In recent years we have, necessarily, been paying more attention in our public displays of racism. We have a more sophisticated understanding than ever of how our landscape of racial inequality is shaped by historical policy decisions in social equity, housing, zoning, incarceration, immigration, and health care. I write about it everyday in my work. But I’m constantly reminded that this moment of interpersonal racism—is different, it’s more intimate, more direct, and more focused racism— and it is still affecting my body and my mind.

The term ‘weathering’ is used to describe how living within a racist society deteriorates the bodies of Black people, particularly Black women.

You don’t have to be the target of a racist act to experience its harmful impacts.
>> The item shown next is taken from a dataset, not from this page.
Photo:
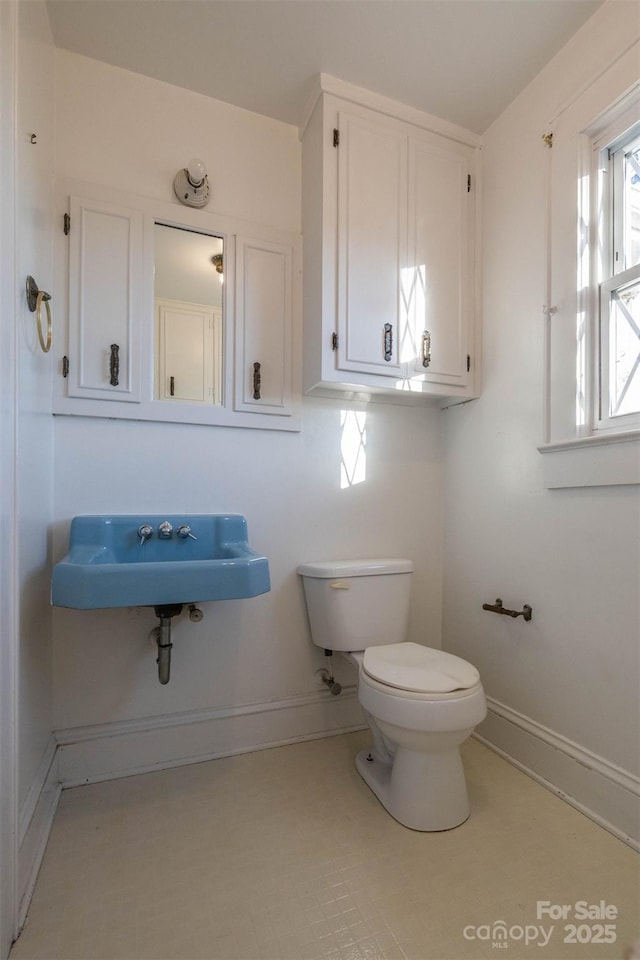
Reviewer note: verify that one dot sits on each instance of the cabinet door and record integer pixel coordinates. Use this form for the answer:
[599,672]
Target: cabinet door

Arline Geronimus, a professor in the department of health behavior and health education at the University of Michigan School of Public Health and the author of the forthcoming book Weathering: The Extraordinary Stress of Ordinary Life in an Unjust Society, created the term weathering to describe how living within a racist society deteriorates the bodies of Black people, particularly Black women. What’s more, she finds that this is the case across socioeconomic status, revealing that there is something specific about racism itself that chips away at Black women’s health over decades. The journalist Linda Villarosa, the author of Under the Skin: The Hidden Toll of Racism on American Lives and on the Health of Our Nation, has built on Geronimus’s work. She outlines how weathering leads pregnant Black women to suffer disproportionately high rates of infant mortality.

When I hear the word I’m saddened because I think of my grandfather hearing the words, “You’re not wanted here [N-word]!” while being working as a factory worker at General Motors back in the 1950s and it still makes me sick to my stomach.